Wingwall argues that social science will always be the first line of defense for epidemics, even before biomedical science, because social science is needed to understand the culture and values of a population to help break the movement of disease through the population.
Great work has been done building hospitals in West Africa to treat Ebola but less work has been done building the community relations with tribes and populations to help them with stopping Ebola.
Community engagement is critical because it has become clear that traditional contact tracing is not acceptable in a population that is, rightly, suspicious of anyone perceived as agents of states that they have no reason to trust.
People must for themselves discover the value of medical services and treatment:
Ebola will only be contained by voluntary actions, by people presenting themselves for treatment or segregating themselves from their neighbours.

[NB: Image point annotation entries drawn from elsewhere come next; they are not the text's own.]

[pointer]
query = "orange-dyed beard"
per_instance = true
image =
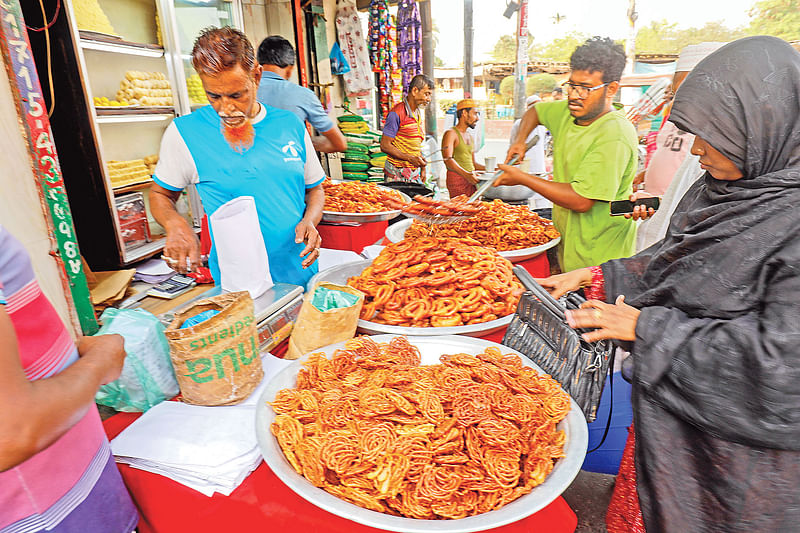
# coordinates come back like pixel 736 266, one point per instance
pixel 241 137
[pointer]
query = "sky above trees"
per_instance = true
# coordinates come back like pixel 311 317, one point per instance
pixel 588 17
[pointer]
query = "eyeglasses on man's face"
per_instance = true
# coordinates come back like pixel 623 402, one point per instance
pixel 582 91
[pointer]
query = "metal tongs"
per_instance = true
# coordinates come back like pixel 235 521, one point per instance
pixel 451 219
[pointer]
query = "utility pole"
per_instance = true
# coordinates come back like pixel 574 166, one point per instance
pixel 469 34
pixel 428 55
pixel 521 66
pixel 630 45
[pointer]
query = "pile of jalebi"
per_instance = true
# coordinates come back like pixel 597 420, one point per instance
pixel 499 225
pixel 444 441
pixel 358 197
pixel 438 282
pixel 458 206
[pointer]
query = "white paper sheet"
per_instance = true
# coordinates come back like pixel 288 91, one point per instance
pixel 242 256
pixel 330 258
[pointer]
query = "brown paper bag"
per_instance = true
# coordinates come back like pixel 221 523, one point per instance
pixel 217 362
pixel 315 329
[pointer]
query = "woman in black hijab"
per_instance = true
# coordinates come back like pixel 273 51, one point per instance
pixel 713 310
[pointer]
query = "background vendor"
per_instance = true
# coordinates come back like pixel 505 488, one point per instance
pixel 239 147
pixel 458 151
pixel 595 158
pixel 403 134
pixel 276 57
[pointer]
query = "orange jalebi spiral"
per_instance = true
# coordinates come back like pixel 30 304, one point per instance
pixel 358 197
pixel 374 427
pixel 499 225
pixel 433 282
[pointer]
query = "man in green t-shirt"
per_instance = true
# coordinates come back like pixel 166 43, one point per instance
pixel 594 158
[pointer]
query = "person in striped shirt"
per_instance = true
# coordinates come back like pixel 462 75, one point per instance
pixel 56 468
pixel 403 134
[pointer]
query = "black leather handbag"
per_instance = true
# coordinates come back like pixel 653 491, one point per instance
pixel 539 330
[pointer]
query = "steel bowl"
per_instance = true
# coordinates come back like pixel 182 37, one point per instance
pixel 341 273
pixel 363 218
pixel 397 231
pixel 562 475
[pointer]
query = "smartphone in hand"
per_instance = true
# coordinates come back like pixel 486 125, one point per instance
pixel 625 207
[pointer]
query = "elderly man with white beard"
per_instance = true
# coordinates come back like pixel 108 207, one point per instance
pixel 235 147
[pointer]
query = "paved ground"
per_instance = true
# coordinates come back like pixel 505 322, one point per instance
pixel 588 496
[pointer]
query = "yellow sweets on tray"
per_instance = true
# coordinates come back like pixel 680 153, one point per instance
pixel 124 173
pixel 90 16
pixel 145 89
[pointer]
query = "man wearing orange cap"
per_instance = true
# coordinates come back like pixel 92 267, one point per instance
pixel 458 152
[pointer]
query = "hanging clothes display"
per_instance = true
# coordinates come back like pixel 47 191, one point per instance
pixel 358 81
pixel 409 40
pixel 382 51
pixel 395 74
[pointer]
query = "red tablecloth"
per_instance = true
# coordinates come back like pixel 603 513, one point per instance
pixel 353 238
pixel 263 503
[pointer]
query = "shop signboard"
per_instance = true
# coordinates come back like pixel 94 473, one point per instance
pixel 35 124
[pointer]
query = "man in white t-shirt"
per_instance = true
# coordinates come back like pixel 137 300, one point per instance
pixel 239 147
pixel 535 155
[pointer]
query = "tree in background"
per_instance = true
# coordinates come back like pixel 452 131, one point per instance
pixel 539 83
pixel 558 49
pixel 780 18
pixel 505 49
pixel 661 37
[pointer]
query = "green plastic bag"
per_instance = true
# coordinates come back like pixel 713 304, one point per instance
pixel 326 299
pixel 147 375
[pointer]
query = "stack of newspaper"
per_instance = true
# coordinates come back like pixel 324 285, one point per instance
pixel 210 449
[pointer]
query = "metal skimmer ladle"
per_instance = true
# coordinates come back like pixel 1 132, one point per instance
pixel 451 219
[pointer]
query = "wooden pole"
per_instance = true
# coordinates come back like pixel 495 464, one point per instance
pixel 521 66
pixel 428 55
pixel 469 35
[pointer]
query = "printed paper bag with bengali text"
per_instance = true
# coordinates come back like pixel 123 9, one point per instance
pixel 217 362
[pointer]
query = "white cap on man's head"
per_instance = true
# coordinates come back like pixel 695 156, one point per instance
pixel 691 55
pixel 532 99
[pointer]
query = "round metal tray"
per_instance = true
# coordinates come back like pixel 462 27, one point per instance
pixel 564 471
pixel 396 232
pixel 341 273
pixel 363 218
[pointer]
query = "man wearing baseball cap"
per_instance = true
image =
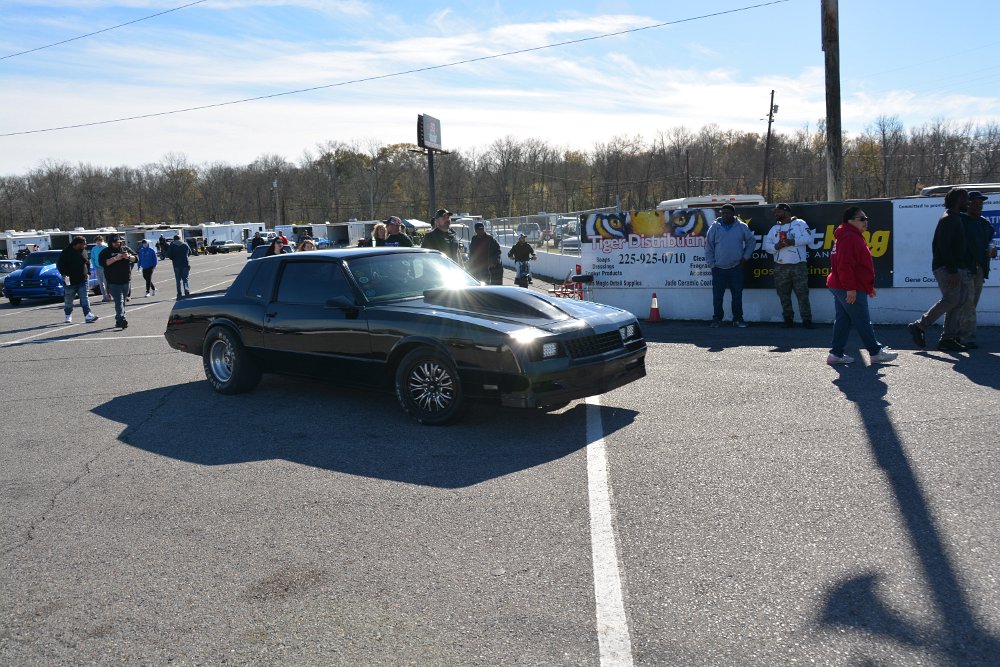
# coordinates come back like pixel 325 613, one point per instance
pixel 982 247
pixel 396 237
pixel 788 241
pixel 441 238
pixel 117 263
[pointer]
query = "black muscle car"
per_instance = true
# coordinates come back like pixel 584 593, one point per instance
pixel 411 319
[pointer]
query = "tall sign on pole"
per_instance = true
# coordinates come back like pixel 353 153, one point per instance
pixel 429 138
pixel 834 148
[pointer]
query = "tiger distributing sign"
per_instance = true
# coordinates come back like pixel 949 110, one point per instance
pixel 662 249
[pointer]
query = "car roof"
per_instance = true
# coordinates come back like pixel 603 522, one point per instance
pixel 354 252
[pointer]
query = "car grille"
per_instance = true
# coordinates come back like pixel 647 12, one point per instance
pixel 590 346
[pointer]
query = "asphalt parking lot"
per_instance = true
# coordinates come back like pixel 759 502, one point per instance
pixel 763 508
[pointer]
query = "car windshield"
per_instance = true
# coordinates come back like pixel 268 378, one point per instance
pixel 41 258
pixel 405 275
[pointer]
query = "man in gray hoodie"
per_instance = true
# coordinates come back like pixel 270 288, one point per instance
pixel 728 245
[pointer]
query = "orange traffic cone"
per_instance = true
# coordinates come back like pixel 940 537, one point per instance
pixel 654 310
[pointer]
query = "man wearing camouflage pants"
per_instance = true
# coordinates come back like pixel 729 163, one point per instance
pixel 787 241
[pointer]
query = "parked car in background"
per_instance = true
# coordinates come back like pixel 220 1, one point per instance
pixel 570 245
pixel 218 245
pixel 38 278
pixel 532 231
pixel 411 320
pixel 506 237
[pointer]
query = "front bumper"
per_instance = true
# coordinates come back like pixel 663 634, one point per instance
pixel 576 382
pixel 37 292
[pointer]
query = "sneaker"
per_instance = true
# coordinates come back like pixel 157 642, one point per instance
pixel 950 345
pixel 833 359
pixel 884 356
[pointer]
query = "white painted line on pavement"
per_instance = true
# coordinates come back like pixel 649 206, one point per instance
pixel 41 333
pixel 612 624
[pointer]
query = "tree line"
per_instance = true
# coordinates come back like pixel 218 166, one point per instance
pixel 338 181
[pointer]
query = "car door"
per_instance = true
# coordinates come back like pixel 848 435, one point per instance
pixel 313 326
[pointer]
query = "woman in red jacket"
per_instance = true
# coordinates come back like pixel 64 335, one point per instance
pixel 852 281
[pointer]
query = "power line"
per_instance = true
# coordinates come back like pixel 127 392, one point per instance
pixel 98 32
pixel 394 74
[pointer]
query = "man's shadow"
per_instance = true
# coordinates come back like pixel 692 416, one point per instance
pixel 855 602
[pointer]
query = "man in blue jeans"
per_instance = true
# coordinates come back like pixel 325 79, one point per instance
pixel 74 266
pixel 178 253
pixel 117 262
pixel 728 245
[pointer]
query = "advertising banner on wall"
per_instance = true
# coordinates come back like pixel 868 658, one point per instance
pixel 661 249
pixel 916 220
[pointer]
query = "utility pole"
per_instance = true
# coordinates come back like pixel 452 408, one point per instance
pixel 834 148
pixel 765 182
pixel 274 192
pixel 687 172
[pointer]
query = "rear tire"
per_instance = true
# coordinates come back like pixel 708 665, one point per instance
pixel 428 387
pixel 228 366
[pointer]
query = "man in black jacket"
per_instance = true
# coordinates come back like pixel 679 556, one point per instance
pixel 396 236
pixel 74 265
pixel 442 238
pixel 117 262
pixel 484 257
pixel 951 263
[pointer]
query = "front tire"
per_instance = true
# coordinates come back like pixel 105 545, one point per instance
pixel 428 387
pixel 228 366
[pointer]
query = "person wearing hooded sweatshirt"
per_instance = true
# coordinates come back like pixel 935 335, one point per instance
pixel 852 282
pixel 147 262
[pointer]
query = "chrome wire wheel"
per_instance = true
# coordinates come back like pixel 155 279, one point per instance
pixel 220 359
pixel 431 387
pixel 428 386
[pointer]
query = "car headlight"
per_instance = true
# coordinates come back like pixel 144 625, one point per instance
pixel 628 332
pixel 527 339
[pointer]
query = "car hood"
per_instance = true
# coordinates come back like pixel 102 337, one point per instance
pixel 32 272
pixel 508 308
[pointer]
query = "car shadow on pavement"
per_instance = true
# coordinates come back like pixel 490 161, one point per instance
pixel 727 336
pixel 357 433
pixel 855 603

Wingwall says “Ebola has been fitted into a colonial narrative where we have to rescue the benighted heathen with our superior technology"
The Ebola epidemic further speaks to the value of social science:
Politicians who ask what the point of the social sciences might be are sometimes right to do so. However, there are also times when the social sciences matter immensely. Newly emerging infectious diseases, epidemics and pandemics are prime examples. On their own, biomedical sciences can achieve only limited impact.